Construction of IHAD

Latest release
Index of Household Advantage and Disadvantage (IHAD): Technical Paper
Reference period
2021
Released
11/02/2025
Next release Unknown
First release

This chapter describes the methods used to construct IHAD, some important technical specifications and basic outputs.

Principal Component Analysis

Principal component analysis (PCA) has been used since the first release of SEIFA to summarise Census variables related to socio-economic advantage and disadvantage. The same methodology is used to create the IHAD, modified where necessary to use binary variables.. The aim of PCA is to reduce a large number of correlated variables into a smaller set of transformed variables, called "principal components". Each component is a weighted linear combination of the original. It is possible to extract as many components as there are variables. If the original variables are highly correlated, much of the variation can be summarised by a single principal component.

The first principal component is the weighted linear combination of variables that captures the maximum amount of variation present in the original dataset. This is calculated using the correlations between the variables. In general, variables that are strongly correlated with many others in the list will receive high weights. The first principal component is used to create the IHAD index.

The PCA used the binary candidate variables and the correlation matrix of these variables to give an indication of how significantly each variable contributes to the measurement of the unobserved latent variable of interest, namely socio-economic advantage and disadvantage. Each variable receives a loading that indicates the correlation of that variable with the index. A positive loading indicates an advantaging variable whereas a negative loading indicates a disadvantaging variable. The variables with the highest loadings are the ones that have the highest correlation with the index value.

Polychoric correlations were used instead of the standard Pearson correlations for the correlation matrix; this is appropriate for binary variables to ensure the correlation coefficients used in the PCA are unbiased. Using polychoric correlations is considered to be more accurate when running a PCA on discrete data such as the binary variables used in the IHAD.

The candidate variables listed in Description of candidate IHAD variables were used in the PCA for the IHAD and removed if their loading was less than or equal to 0.3 on the grounds that they were not particularly strong indicators of advantage or disadvantage. This process was performed iteratively, until all of the variables had a loading above 0.3. This is the same procedure used to create the SEIFA. The final variables and their loadings following this process are presented in the Technical details for IHAD: variables and loadings.

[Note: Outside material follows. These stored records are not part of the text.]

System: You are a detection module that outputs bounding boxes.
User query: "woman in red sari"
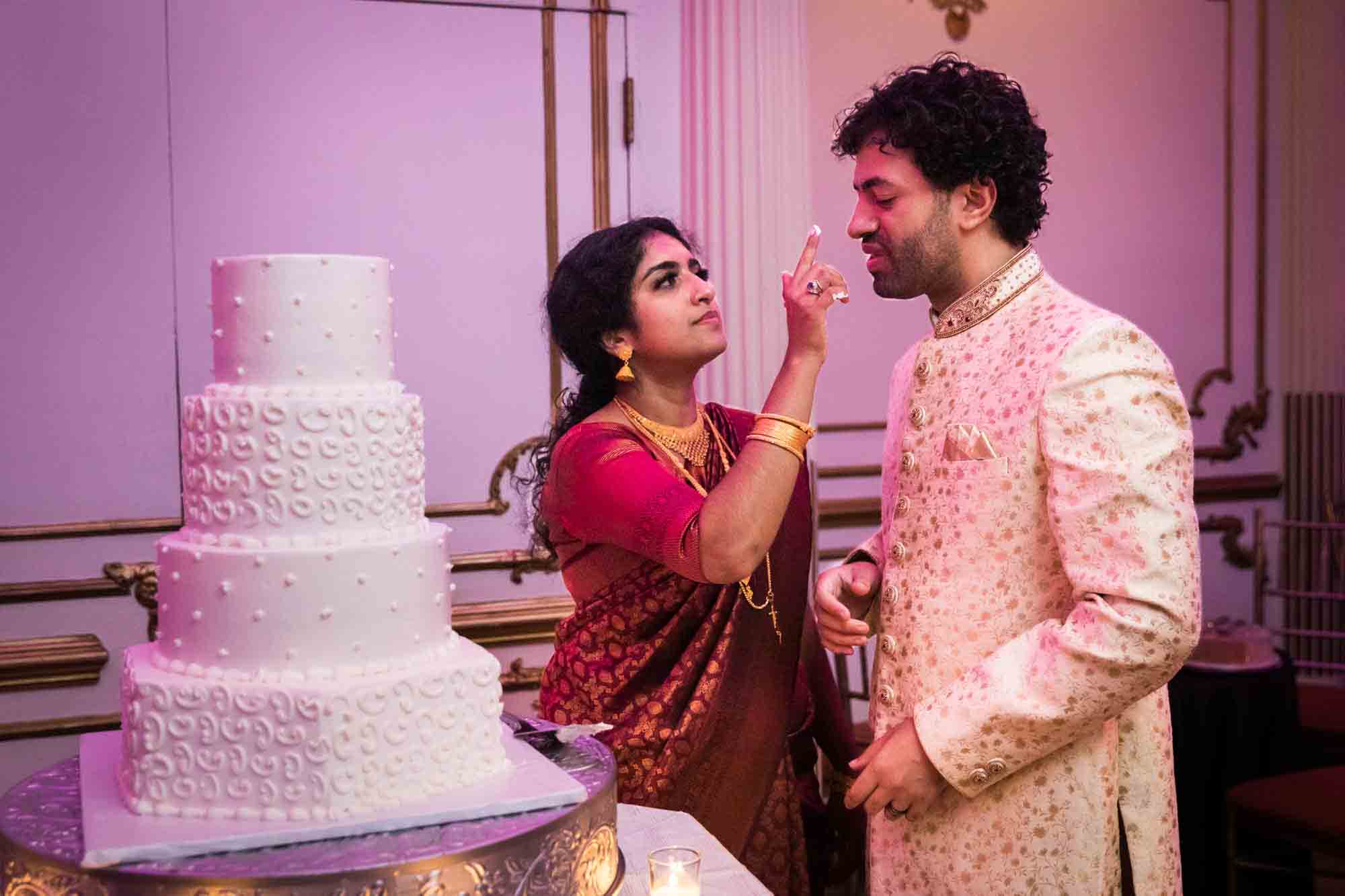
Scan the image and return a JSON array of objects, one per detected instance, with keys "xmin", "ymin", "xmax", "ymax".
[{"xmin": 534, "ymin": 218, "xmax": 857, "ymax": 895}]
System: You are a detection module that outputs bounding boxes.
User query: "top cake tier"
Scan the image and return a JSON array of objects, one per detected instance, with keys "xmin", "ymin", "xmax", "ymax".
[{"xmin": 210, "ymin": 255, "xmax": 393, "ymax": 386}]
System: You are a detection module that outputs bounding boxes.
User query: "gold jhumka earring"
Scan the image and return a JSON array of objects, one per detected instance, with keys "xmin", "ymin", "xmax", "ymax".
[{"xmin": 616, "ymin": 345, "xmax": 635, "ymax": 382}]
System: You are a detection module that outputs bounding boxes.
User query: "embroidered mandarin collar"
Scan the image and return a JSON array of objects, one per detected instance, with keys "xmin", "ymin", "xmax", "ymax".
[{"xmin": 929, "ymin": 246, "xmax": 1044, "ymax": 339}]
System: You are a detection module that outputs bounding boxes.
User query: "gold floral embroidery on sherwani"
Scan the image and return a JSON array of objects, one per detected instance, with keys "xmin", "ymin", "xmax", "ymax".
[
  {"xmin": 855, "ymin": 250, "xmax": 1200, "ymax": 896},
  {"xmin": 933, "ymin": 246, "xmax": 1045, "ymax": 339}
]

The first principal component scores were derived by taking the product of each standardised variable with its respective weight, then taking the sum. For convenience and consistency with the approach taken for SEIFA, these raw component scores were then standardised to a mean of 1,000 and a standard deviation of 100 to produce the index.

The sign of the PCA weights is arbitrary, but intuitively we want more disadvantaged households to have lower scores, for example NOCAR is a disadvantage variable and so should have a negative weight. The weights were multiplied by -1 to give advantage indicators positive weights and loadings, and disadvantage indicators negative weights and loadings. Accordingly, high index scores indicate relative advantage, and low index scores indicate relative disadvantage.

Step-by-step process

With the preceding two sections providing context, a step-by-step process for constructing IHAD is presented below:

1: Creating the initial variable list

Given the data available, we created a list of variables related to the definition of relative household socio-economic advantage and disadvantage.

2: Removing households with 10+ missing responses and imputing missing responses

We applied the IHAD scope to the dataset, and then identified households with 10 or more applicable missing responses. We removed these households from the dataset, imputed missing responses for most of the required variables, and then applied Hotdeck imputation for HIED and HEAP to create the dataset we used to construct the candidate variables.

3: Constructing the variables

We created binary indicators from household, family, and person level variables. These indicators take a value of 1 if the characteristics is present, and 0 if it isn’t.

4: Removing very highly correlated variables

We removed highly correlated variables to avoid over-representing any specific socio-economic characteristic. When two variables had a correlation coefficient greater than 0.8 in absolute value and were measuring conceptually similar aspects of advantage or disadvantage, we generally removed one of them. However, we applied some discretion, depending on the variables in question and the size of the correlation.

5: Conducting the initial PCA

We conducted principal component analysis (PCA) using the binary candidate variables and the correlation matrix of these variables, to obtain the loading for each variable on the first principal component.

6: Removing low loading variables

We excluded variables with loadings less than 0.3 in absolute value, on the grounds that they were not strong indicators of relative advantage or disadvantage. This limit is an accepted level in the PCA literature and has been used in past releases of SEIFA and IHAD. We removed variables one at a time, starting with the lowest loading variable.

7: Conducting PCA on the reduced list of variables

We conducted a PCA on the reduced variable list, and if any other variables loaded below 0.3, we repeated steps six and seven.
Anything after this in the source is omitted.